Frauen wie du sind noch zu jung, um allein zu sein! – das ist der landläufige handfeste Zuspruch, den wohlwollende Freunde einer jungen Witwe nach angemessener Karenzzeit zuteil werden lassen. In den primitiveren Fällen ist die so Angesprochene innerlich dankbar, daß man ihrem eigenen Empfinden entgegenkommt und Ausdruck verleiht. Natürlich gibt sie das nicht gleich zu, aber bald zeigt es sich, daß das beiläufige Gespräch wie der Abschluss einer Gedankenreihe gewirkt hat, die sich nun, sozusagen von dritter Seite autorisiert, in Aktion umsetzen kann. Bei einer differenzierteren Frau aber kann man gar nichts Ungeschickteres tun, als jenen moralischen Rippenstoß, in wie zarter Form auch immer, anzuwenden. Er wird sie in die extremste Opposition treiben und noch mehr als bisher in sie selbst zurückscheuchen. Schon der übliche banale Trost, daß die Zeit den Schmerz lindern werde, ist hier denkbar unangebracht. Menschen, die sehr tief und sehr glücklich geliebt haben, lieben dann auch ihren Schmerz um den Toten. Und in den ersten Jahren verringert sich dieser Schmerz daher keineswegs, sondern wächst und wächst mit der immer unerbittlicher klar werdenden Erkenntnis, dass jenes Glück endgültig vorbei ist.
Mit einem großen inneren Erstaunen sehen sie dann sozusagen sich selber zu, wie sie allmählich doch aufhören, nur zurückzudenken und immer wieder die alten Wege einstiger Zweisamkeit zu gehen, wie das gegenwärtige Leben sie mehr und mehr in seine Kreise zieht, wie sie wieder Aufgaben für sich sehen, Interessen, Freuden, Freunde und schließlich vielleicht sogar den einen Mann, der ihnen wert erscheint, das Leben mit ihnen zu teilen. „Früher oder später wird jeder frei für eine neue Liebe“ – nur der, der sie liebt, darf einer solchen Frau das mit aller Behutsamkeit sagen, und vielleicht, wie in dem Film ,,Moselfahrt aus Liebeskummer“ auch nur einer, der selbst gerade eine ähnliche Wandlung an sich erfuhr und daher als Mitfühlender, nicht als außenstehender Ratgeber austritt.
Die anderen Frauen, wie diese Dorette, sind unkomplizierter, aber auch sie haben ihren Kummer. Im Grunde wünschen sie sich nämlich nichts sehnlicher, als auch einmal so geliebt zu werden und zu lieben wie Angela: ernst und ausschließlich und für ewig. Aber es gelingt ihnen nie.
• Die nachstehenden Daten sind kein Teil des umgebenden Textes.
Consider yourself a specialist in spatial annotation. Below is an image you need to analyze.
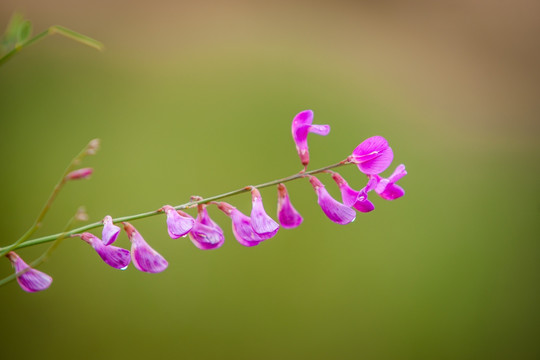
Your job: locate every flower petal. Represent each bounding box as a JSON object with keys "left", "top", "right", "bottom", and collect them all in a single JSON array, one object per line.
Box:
[
  {"left": 309, "top": 176, "right": 356, "bottom": 225},
  {"left": 277, "top": 184, "right": 304, "bottom": 229},
  {"left": 251, "top": 188, "right": 279, "bottom": 238},
  {"left": 352, "top": 136, "right": 394, "bottom": 175},
  {"left": 75, "top": 232, "right": 130, "bottom": 270},
  {"left": 101, "top": 215, "right": 120, "bottom": 246},
  {"left": 6, "top": 251, "right": 52, "bottom": 292},
  {"left": 162, "top": 205, "right": 195, "bottom": 239},
  {"left": 123, "top": 222, "right": 169, "bottom": 273}
]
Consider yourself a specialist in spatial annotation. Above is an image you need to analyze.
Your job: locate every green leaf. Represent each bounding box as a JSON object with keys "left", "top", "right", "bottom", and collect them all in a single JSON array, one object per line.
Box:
[
  {"left": 17, "top": 20, "right": 32, "bottom": 44},
  {"left": 49, "top": 25, "right": 104, "bottom": 50}
]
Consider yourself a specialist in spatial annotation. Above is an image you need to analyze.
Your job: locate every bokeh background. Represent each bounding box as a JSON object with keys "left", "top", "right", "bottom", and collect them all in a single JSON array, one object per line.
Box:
[{"left": 0, "top": 0, "right": 540, "bottom": 359}]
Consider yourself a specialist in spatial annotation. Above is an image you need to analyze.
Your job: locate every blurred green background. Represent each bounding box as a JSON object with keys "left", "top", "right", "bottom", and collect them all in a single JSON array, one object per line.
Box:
[{"left": 0, "top": 0, "right": 540, "bottom": 359}]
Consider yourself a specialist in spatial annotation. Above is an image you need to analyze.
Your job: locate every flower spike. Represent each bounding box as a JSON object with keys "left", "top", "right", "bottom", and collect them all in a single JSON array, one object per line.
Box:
[
  {"left": 217, "top": 202, "right": 268, "bottom": 247},
  {"left": 251, "top": 188, "right": 279, "bottom": 239},
  {"left": 278, "top": 184, "right": 304, "bottom": 229},
  {"left": 374, "top": 164, "right": 407, "bottom": 200},
  {"left": 309, "top": 176, "right": 356, "bottom": 225},
  {"left": 348, "top": 136, "right": 394, "bottom": 175},
  {"left": 6, "top": 251, "right": 52, "bottom": 292},
  {"left": 101, "top": 215, "right": 120, "bottom": 246},
  {"left": 189, "top": 204, "right": 225, "bottom": 250},
  {"left": 122, "top": 222, "right": 169, "bottom": 273},
  {"left": 71, "top": 232, "right": 130, "bottom": 270},
  {"left": 291, "top": 110, "right": 330, "bottom": 167},
  {"left": 161, "top": 205, "right": 195, "bottom": 239}
]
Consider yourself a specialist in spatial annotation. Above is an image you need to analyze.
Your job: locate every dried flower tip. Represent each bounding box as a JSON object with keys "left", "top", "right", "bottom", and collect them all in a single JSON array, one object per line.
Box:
[
  {"left": 101, "top": 215, "right": 120, "bottom": 246},
  {"left": 72, "top": 232, "right": 130, "bottom": 270},
  {"left": 189, "top": 204, "right": 225, "bottom": 250},
  {"left": 86, "top": 139, "right": 101, "bottom": 155},
  {"left": 122, "top": 222, "right": 169, "bottom": 273},
  {"left": 277, "top": 184, "right": 304, "bottom": 229},
  {"left": 251, "top": 188, "right": 279, "bottom": 239},
  {"left": 161, "top": 205, "right": 195, "bottom": 239},
  {"left": 66, "top": 168, "right": 94, "bottom": 180},
  {"left": 6, "top": 251, "right": 52, "bottom": 292},
  {"left": 309, "top": 176, "right": 356, "bottom": 225}
]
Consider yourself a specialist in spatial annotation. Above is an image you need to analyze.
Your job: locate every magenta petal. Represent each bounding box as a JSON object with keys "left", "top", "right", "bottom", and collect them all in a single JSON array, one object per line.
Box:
[
  {"left": 352, "top": 136, "right": 394, "bottom": 175},
  {"left": 309, "top": 176, "right": 356, "bottom": 225},
  {"left": 162, "top": 205, "right": 195, "bottom": 239},
  {"left": 251, "top": 189, "right": 279, "bottom": 239},
  {"left": 277, "top": 184, "right": 304, "bottom": 229},
  {"left": 308, "top": 125, "right": 330, "bottom": 136},
  {"left": 7, "top": 251, "right": 52, "bottom": 292},
  {"left": 77, "top": 232, "right": 130, "bottom": 270},
  {"left": 291, "top": 110, "right": 330, "bottom": 166},
  {"left": 101, "top": 215, "right": 120, "bottom": 246},
  {"left": 332, "top": 173, "right": 360, "bottom": 206},
  {"left": 189, "top": 204, "right": 225, "bottom": 250},
  {"left": 123, "top": 222, "right": 169, "bottom": 273}
]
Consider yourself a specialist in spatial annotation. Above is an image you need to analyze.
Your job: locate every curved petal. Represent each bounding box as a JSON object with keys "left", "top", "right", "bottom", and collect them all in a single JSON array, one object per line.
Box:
[
  {"left": 309, "top": 176, "right": 356, "bottom": 225},
  {"left": 101, "top": 215, "right": 120, "bottom": 246},
  {"left": 277, "top": 184, "right": 304, "bottom": 229},
  {"left": 7, "top": 251, "right": 53, "bottom": 292},
  {"left": 123, "top": 222, "right": 169, "bottom": 273},
  {"left": 251, "top": 188, "right": 279, "bottom": 238},
  {"left": 162, "top": 205, "right": 195, "bottom": 239},
  {"left": 352, "top": 136, "right": 394, "bottom": 175}
]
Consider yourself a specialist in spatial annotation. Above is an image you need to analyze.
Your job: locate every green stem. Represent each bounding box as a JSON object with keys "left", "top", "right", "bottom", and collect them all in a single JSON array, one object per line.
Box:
[
  {"left": 0, "top": 25, "right": 103, "bottom": 66},
  {"left": 0, "top": 144, "right": 94, "bottom": 257},
  {"left": 2, "top": 160, "right": 351, "bottom": 252}
]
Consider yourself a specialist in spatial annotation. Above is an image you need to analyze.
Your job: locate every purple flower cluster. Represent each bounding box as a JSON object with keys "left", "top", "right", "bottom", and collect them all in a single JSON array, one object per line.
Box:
[{"left": 7, "top": 110, "right": 407, "bottom": 292}]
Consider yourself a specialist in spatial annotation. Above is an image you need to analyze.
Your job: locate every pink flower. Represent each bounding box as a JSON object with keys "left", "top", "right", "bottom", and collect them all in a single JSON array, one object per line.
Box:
[
  {"left": 66, "top": 168, "right": 94, "bottom": 180},
  {"left": 161, "top": 205, "right": 195, "bottom": 239},
  {"left": 217, "top": 202, "right": 267, "bottom": 246},
  {"left": 189, "top": 204, "right": 225, "bottom": 250},
  {"left": 6, "top": 251, "right": 52, "bottom": 292},
  {"left": 251, "top": 188, "right": 279, "bottom": 239},
  {"left": 332, "top": 172, "right": 377, "bottom": 212},
  {"left": 292, "top": 110, "right": 330, "bottom": 167},
  {"left": 348, "top": 136, "right": 394, "bottom": 175},
  {"left": 309, "top": 176, "right": 356, "bottom": 225},
  {"left": 278, "top": 184, "right": 304, "bottom": 229},
  {"left": 101, "top": 215, "right": 120, "bottom": 246},
  {"left": 71, "top": 232, "right": 130, "bottom": 270},
  {"left": 122, "top": 222, "right": 169, "bottom": 273},
  {"left": 373, "top": 164, "right": 407, "bottom": 200}
]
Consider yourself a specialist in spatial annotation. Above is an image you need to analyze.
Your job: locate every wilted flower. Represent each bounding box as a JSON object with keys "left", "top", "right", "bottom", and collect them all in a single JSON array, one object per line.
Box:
[
  {"left": 189, "top": 204, "right": 225, "bottom": 250},
  {"left": 161, "top": 205, "right": 195, "bottom": 239},
  {"left": 122, "top": 222, "right": 169, "bottom": 273},
  {"left": 101, "top": 215, "right": 120, "bottom": 246},
  {"left": 71, "top": 232, "right": 129, "bottom": 270},
  {"left": 373, "top": 164, "right": 407, "bottom": 200},
  {"left": 278, "top": 184, "right": 304, "bottom": 229},
  {"left": 348, "top": 136, "right": 394, "bottom": 175},
  {"left": 217, "top": 202, "right": 268, "bottom": 246},
  {"left": 332, "top": 172, "right": 377, "bottom": 212},
  {"left": 66, "top": 168, "right": 94, "bottom": 180},
  {"left": 251, "top": 188, "right": 279, "bottom": 239},
  {"left": 6, "top": 251, "right": 52, "bottom": 292},
  {"left": 291, "top": 110, "right": 330, "bottom": 167},
  {"left": 309, "top": 176, "right": 356, "bottom": 225}
]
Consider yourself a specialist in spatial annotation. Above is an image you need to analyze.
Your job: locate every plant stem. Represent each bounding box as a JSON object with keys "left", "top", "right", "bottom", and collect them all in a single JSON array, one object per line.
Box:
[
  {"left": 2, "top": 160, "right": 352, "bottom": 253},
  {"left": 0, "top": 145, "right": 94, "bottom": 257},
  {"left": 0, "top": 25, "right": 103, "bottom": 66}
]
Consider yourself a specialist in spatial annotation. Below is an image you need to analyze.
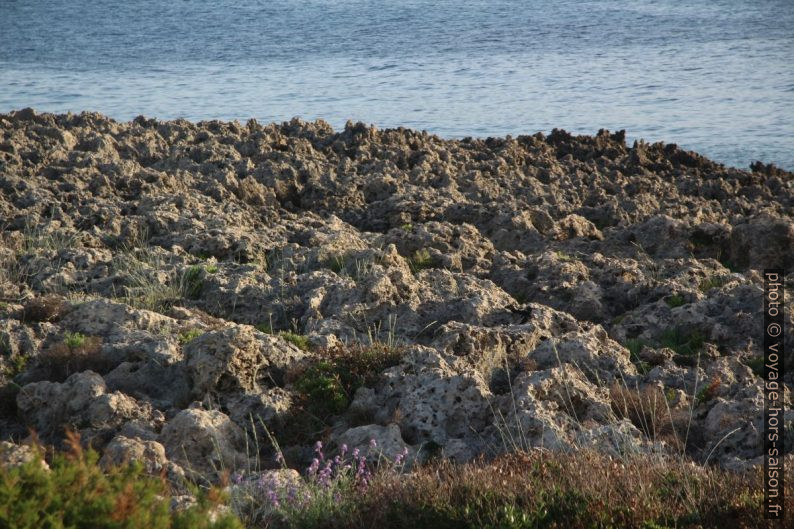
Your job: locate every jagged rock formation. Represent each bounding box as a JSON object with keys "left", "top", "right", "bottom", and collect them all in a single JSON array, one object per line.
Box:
[{"left": 0, "top": 109, "right": 794, "bottom": 476}]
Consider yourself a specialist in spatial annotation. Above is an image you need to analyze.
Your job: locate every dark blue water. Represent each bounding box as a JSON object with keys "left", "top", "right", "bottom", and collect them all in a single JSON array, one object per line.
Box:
[{"left": 0, "top": 0, "right": 794, "bottom": 169}]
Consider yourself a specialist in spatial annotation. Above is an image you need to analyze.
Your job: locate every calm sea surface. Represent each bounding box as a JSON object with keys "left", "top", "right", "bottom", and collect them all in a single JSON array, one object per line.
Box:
[{"left": 0, "top": 0, "right": 794, "bottom": 170}]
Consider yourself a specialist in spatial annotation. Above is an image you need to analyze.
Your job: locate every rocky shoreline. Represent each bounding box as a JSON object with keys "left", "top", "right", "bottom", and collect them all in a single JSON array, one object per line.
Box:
[{"left": 0, "top": 109, "right": 794, "bottom": 482}]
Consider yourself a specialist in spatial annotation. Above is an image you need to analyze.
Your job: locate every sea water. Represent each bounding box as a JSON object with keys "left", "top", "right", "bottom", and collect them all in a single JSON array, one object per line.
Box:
[{"left": 0, "top": 0, "right": 794, "bottom": 170}]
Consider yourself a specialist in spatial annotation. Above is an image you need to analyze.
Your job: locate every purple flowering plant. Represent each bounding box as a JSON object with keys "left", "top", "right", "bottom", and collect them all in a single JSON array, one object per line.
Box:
[{"left": 223, "top": 439, "right": 409, "bottom": 524}]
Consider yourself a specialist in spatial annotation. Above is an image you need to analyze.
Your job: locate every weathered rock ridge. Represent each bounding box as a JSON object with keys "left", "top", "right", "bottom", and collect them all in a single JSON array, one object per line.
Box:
[{"left": 0, "top": 109, "right": 794, "bottom": 476}]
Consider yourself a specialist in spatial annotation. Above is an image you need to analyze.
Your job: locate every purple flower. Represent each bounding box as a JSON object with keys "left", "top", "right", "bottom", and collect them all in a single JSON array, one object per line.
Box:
[
  {"left": 394, "top": 446, "right": 408, "bottom": 465},
  {"left": 267, "top": 489, "right": 279, "bottom": 508},
  {"left": 307, "top": 457, "right": 320, "bottom": 476}
]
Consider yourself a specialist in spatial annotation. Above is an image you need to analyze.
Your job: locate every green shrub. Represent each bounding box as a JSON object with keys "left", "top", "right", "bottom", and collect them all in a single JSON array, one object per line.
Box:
[
  {"left": 278, "top": 331, "right": 309, "bottom": 351},
  {"left": 0, "top": 441, "right": 242, "bottom": 529},
  {"left": 408, "top": 248, "right": 436, "bottom": 272},
  {"left": 63, "top": 332, "right": 85, "bottom": 350},
  {"left": 179, "top": 329, "right": 204, "bottom": 345},
  {"left": 180, "top": 265, "right": 204, "bottom": 299},
  {"left": 254, "top": 323, "right": 273, "bottom": 334},
  {"left": 665, "top": 294, "right": 686, "bottom": 309},
  {"left": 744, "top": 356, "right": 764, "bottom": 377},
  {"left": 295, "top": 360, "right": 349, "bottom": 416},
  {"left": 659, "top": 327, "right": 704, "bottom": 356},
  {"left": 698, "top": 276, "right": 731, "bottom": 294},
  {"left": 291, "top": 344, "right": 402, "bottom": 418}
]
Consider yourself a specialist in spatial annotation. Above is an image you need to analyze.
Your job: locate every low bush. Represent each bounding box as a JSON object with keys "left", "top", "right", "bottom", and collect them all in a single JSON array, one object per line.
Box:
[{"left": 0, "top": 438, "right": 242, "bottom": 529}]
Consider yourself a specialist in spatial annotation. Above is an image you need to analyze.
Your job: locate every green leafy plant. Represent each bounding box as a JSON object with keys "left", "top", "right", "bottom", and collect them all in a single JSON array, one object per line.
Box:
[
  {"left": 278, "top": 331, "right": 310, "bottom": 351},
  {"left": 180, "top": 265, "right": 204, "bottom": 299},
  {"left": 63, "top": 332, "right": 86, "bottom": 351},
  {"left": 664, "top": 293, "right": 686, "bottom": 309},
  {"left": 178, "top": 329, "right": 204, "bottom": 345},
  {"left": 698, "top": 276, "right": 731, "bottom": 294},
  {"left": 0, "top": 436, "right": 242, "bottom": 529},
  {"left": 659, "top": 327, "right": 704, "bottom": 356},
  {"left": 290, "top": 344, "right": 402, "bottom": 417},
  {"left": 695, "top": 376, "right": 722, "bottom": 404},
  {"left": 408, "top": 248, "right": 436, "bottom": 272}
]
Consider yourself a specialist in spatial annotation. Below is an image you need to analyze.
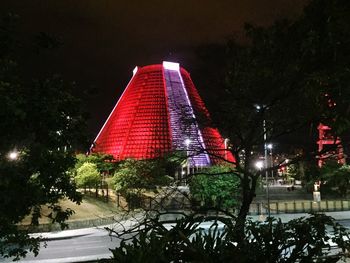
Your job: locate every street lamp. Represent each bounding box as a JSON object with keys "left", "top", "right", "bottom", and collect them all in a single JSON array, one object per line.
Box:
[
  {"left": 7, "top": 150, "right": 19, "bottom": 161},
  {"left": 185, "top": 139, "right": 191, "bottom": 179},
  {"left": 254, "top": 104, "right": 272, "bottom": 217},
  {"left": 267, "top": 143, "right": 274, "bottom": 182},
  {"left": 255, "top": 161, "right": 264, "bottom": 170},
  {"left": 224, "top": 138, "right": 229, "bottom": 161}
]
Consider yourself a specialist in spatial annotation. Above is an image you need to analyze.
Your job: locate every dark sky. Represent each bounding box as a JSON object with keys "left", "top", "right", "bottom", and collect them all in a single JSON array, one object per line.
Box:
[{"left": 0, "top": 0, "right": 307, "bottom": 139}]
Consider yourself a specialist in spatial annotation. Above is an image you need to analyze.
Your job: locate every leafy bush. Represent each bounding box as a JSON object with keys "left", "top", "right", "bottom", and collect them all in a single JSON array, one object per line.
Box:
[{"left": 189, "top": 166, "right": 240, "bottom": 209}]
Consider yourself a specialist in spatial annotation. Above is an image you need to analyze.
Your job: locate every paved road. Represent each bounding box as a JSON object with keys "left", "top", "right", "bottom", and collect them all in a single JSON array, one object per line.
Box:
[{"left": 0, "top": 215, "right": 350, "bottom": 263}]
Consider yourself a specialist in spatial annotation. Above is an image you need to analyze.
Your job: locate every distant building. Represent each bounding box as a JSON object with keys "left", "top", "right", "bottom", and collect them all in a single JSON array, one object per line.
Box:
[{"left": 91, "top": 62, "right": 234, "bottom": 167}]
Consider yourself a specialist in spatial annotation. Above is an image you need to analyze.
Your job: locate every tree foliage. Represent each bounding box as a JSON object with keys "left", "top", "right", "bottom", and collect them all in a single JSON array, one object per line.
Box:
[
  {"left": 0, "top": 15, "right": 85, "bottom": 256},
  {"left": 320, "top": 162, "right": 350, "bottom": 197},
  {"left": 113, "top": 159, "right": 169, "bottom": 194},
  {"left": 75, "top": 153, "right": 117, "bottom": 175},
  {"left": 189, "top": 166, "right": 240, "bottom": 209},
  {"left": 191, "top": 0, "right": 350, "bottom": 239},
  {"left": 75, "top": 162, "right": 101, "bottom": 187},
  {"left": 108, "top": 215, "right": 350, "bottom": 263}
]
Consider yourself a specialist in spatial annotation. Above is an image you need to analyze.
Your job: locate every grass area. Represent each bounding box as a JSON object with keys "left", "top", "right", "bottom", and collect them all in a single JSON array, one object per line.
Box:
[{"left": 22, "top": 195, "right": 120, "bottom": 225}]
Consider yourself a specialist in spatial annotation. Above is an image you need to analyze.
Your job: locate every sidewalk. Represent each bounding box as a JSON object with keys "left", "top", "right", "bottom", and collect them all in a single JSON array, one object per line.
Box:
[{"left": 249, "top": 211, "right": 350, "bottom": 223}]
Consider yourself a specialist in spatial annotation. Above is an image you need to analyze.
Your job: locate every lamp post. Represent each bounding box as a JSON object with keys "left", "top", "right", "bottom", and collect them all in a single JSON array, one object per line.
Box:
[
  {"left": 185, "top": 139, "right": 191, "bottom": 179},
  {"left": 254, "top": 105, "right": 270, "bottom": 217},
  {"left": 224, "top": 138, "right": 229, "bottom": 161},
  {"left": 267, "top": 143, "right": 274, "bottom": 182},
  {"left": 7, "top": 150, "right": 19, "bottom": 161}
]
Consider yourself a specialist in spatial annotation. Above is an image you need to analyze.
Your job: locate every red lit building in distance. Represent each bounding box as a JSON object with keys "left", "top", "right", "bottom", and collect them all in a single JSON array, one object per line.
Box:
[{"left": 91, "top": 62, "right": 234, "bottom": 167}]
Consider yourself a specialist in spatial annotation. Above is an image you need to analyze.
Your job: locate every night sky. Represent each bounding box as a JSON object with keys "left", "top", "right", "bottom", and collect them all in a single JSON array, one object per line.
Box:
[{"left": 0, "top": 0, "right": 307, "bottom": 139}]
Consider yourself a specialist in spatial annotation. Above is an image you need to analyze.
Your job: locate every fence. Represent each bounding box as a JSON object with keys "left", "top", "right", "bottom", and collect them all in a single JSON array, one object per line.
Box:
[
  {"left": 249, "top": 200, "right": 350, "bottom": 215},
  {"left": 116, "top": 195, "right": 350, "bottom": 215}
]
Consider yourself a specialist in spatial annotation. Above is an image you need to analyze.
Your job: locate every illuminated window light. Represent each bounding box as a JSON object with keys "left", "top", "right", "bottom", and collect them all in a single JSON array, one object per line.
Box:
[
  {"left": 163, "top": 61, "right": 180, "bottom": 71},
  {"left": 132, "top": 66, "right": 138, "bottom": 76}
]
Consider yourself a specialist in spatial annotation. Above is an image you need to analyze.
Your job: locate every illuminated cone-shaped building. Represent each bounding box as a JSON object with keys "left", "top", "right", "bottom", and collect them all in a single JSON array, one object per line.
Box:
[{"left": 91, "top": 62, "right": 234, "bottom": 166}]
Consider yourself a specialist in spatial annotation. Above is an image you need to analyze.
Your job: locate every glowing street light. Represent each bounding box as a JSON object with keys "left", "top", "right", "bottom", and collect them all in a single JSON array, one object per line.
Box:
[
  {"left": 185, "top": 138, "right": 191, "bottom": 180},
  {"left": 255, "top": 161, "right": 264, "bottom": 170},
  {"left": 7, "top": 150, "right": 19, "bottom": 161}
]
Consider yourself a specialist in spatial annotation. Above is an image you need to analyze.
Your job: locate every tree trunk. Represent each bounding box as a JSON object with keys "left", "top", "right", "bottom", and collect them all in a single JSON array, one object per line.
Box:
[{"left": 234, "top": 175, "right": 257, "bottom": 243}]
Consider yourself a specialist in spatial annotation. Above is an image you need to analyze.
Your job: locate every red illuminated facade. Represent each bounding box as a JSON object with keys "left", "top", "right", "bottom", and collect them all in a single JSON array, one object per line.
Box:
[
  {"left": 317, "top": 124, "right": 345, "bottom": 167},
  {"left": 91, "top": 62, "right": 234, "bottom": 166}
]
Vielleicht müssen sie so oft lieben, weil sie nicht imstande sind, einen Menschen ganz zu gewinnen- oder vielleicht geben sie sich nie ganz hin, weil sie Angst haben, zuviel dabei zu verlieren. Sind sie leichtfertig? Haben sie keinen Instinkt für den Wert oder Unwert der Menschen? Was es auch sei: trotz allem Umworbensein stehen sie letztlich doch nur am Rande des Daseins, wie diese Dorette. „Ich brauche dich doch!“ sagen sie in egoistischem Trotz, wenn der andere sie lächelnd verlässt. Und es ist schon viel, wenn sie wenigstens einen Teil ihrer Schuld einsehen. ,,Ach, man sagt vieles, solange man sicher ist“ – das ist ein bitteres Wort der Selbsterkenntnis, das nicht nur über dem Ende von Flirts und Freundschaften, sondern auch über mancher Ehekrise stehen könnte. Man sagt wirklich viel Tòrichtes, Böses, Absurdes – oft nur, um zu erproben, wie weit man gehen kann, wie groß die Macht ist, die man über den anderen hat. Aber oft haben Worte eine fatale Magie oder ist es nur so, dass man irgend einmal mit seinen mutwilligen Reden die Grenze überschritten hat, die unbedingt einzuhalten gewesen wärel Kurz, eines Tages wird man unverhofft, wie Dorette, tatsächlich beim Wort genommen. Man war zu sicher gewesen, und das ist nicht nur in großen Kriegen leichtsinnig und dumm. Nun gilt es nur noch, sich mit Anstand und Haltung zurückzuziehen oder besiegt, aber aufrecht das Feld zu räumen.